Der Gesetzgeber hat sich nun für einen „minimalinvasiven“ Eingriff in das bestehende Regelungssystem der Erbschaft- und Schenkungsteuer entschieden und den Schwerpunkt auf eine verfassungsgemäße Ausgestaltung der Verschonung betrieblichen Vermögens gelegt.

Tatsächlich ist der Entwurf eine deutliche Verschärfung gegenüber den bisher diskutierten Maßnahmen.
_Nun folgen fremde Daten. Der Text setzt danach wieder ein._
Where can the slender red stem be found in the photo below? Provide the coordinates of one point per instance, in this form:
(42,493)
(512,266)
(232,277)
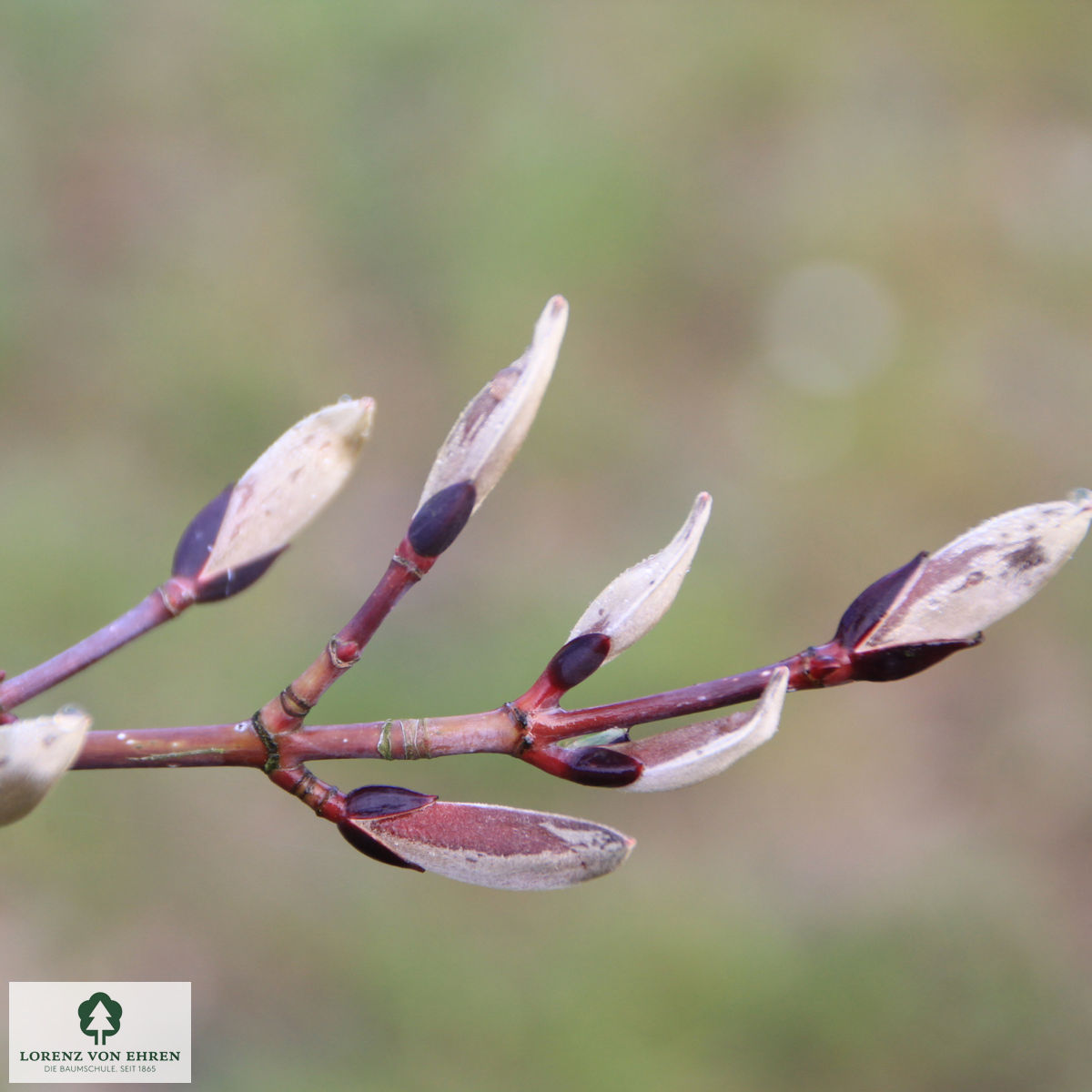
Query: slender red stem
(505,731)
(158,606)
Zusammenfassend handelt es sich um folgende Neuregelungen:

1. Positivdefinition begünstigten Betriebsvermögens
Das bisherige Erbschaft- und Schenkungsteuerrecht sieht eine Verschonung vor, wenn das Betriebsvermögen einen sog. Verwaltungsvermögensanteil von bis zu 50 % erreicht. Dies wurde vom Bundesverfassungsgericht als unverhältnismäßig eingestuft.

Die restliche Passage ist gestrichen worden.